As aulas de equitação duravam
horas. No volteio, o pai obrigava-o a constantes exercícios de perícia e força,
deixando-lhe o corpo completamente destroçado. As aulas de esgrima, com espada de
madeira, deixavam-lhe marcas que o pai lhe infligia, ao mesmo tempo que exigia
valentia. A tenacidade que Pedro Barriga impunha ao filho era a mesma que
exibira aos olhos do rei nas empresas de conquista das praças do Norte de
África e que, um dia, queria ver ostentada pelo seu descendente. Contava-lhe o
pai, nos intervalos do intenso treino a que o sujeitava, que em consequência da
política de expansão ultramarina portuguesa e do necessário alargamento da Fé
Cristã, fora atacada Alcácer-Ceguer. Foram dois dias de intensos combates, em
23 e 24 de Outubro de 1458, em que o exército português, comandado pelo
magnífico rei Afonso V, saiu, finalmente, vitorioso.
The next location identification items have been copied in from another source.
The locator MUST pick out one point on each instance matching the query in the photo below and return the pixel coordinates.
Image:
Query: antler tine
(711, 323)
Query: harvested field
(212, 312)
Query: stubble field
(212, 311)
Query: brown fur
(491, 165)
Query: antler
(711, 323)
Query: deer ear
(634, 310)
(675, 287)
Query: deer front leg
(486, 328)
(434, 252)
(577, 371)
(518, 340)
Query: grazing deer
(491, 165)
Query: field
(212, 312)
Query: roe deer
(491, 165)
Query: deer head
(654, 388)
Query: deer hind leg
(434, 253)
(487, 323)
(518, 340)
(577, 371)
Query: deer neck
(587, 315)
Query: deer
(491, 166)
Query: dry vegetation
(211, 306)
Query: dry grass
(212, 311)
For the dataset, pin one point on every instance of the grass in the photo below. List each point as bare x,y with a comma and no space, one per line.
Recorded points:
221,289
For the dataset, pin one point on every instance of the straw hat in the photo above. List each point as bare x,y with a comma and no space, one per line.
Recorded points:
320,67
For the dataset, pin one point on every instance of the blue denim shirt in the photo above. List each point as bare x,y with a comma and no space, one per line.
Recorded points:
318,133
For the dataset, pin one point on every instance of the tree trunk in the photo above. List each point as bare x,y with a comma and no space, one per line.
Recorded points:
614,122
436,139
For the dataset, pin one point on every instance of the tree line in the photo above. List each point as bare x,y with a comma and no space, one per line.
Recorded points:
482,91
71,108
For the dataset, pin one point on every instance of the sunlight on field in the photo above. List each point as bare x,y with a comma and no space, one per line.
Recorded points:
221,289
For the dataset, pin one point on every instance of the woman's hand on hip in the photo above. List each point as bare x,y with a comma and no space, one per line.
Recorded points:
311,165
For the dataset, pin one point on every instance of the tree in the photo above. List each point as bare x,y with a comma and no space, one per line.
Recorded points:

Alcácer-Ceguer ficava localizada
no estreito de Gibraltar, entre Tânger e Ceuta. Dificilmente acessível por mar,
era dominada pela elevação de Seinal, povoação subjugada por vários povos ao
longo dos tempos. Para os romanos era conhecida como Lissa, ou Exilissa, tendo sido
conquistada pelos árabes, por volta do ano de 708, aquando da ocupação
muçulmana do Magrebe. Durante o califado almóada, foi um importante porto de
embarque de tropas para a Península Ibérica; entretanto, convertera-se num
reduto de corsários.
Nas ocasiões em que o senhor seu
pai se decidia a elucidá-lo sobre o que era ser um Cavaleiro em acção no campo
de batalha, ombreando com os grandes nomes do reino, parava o treino,
permitindo algum descanso. Assim, aprendeu a estimular esses relatos. Numa
dessas ocasiões, o pai falou-lhe da constituição e comando da armada que
abordou Alcácer-Ceguer. Lopo Barriga ficou a saber que, nessa aventura, participaram
o infante Henrique, o infante Fernando, o marquês de Valença, o marquês de Vila
Viçosa, entre outros. As forças comandadas por el-rei Afonso V eram
constituídas por uma frota de duzentas e vinte embarcações e um exército de
vinte cinco mil homens. Depois de reunida em Lagos, a armada partiu a 17 de Outubro
de 1458. Dois dias depois foi empurrada pelos ventos para perto de Tânger; ali
fundeou, cogitando-se sobre um possível ataque à cidade, até então
inexpugnável; no entanto, apelando à razão, o infante Henrique decidiu manter o
plano inicial.
O sultão foi notificado da
presença da frota portuguesa nas proximidades de Tânger. Enquanto preparava um
ataque a Tlemcen, decidiu deslocar as suas forças para defender Tânger. A
conquista de Alcácer-Ceguer só foi viável devido à combinação de duas causas: a
supremacia da artilharia portuguesa e o erro de estratégia do sultão de Fez.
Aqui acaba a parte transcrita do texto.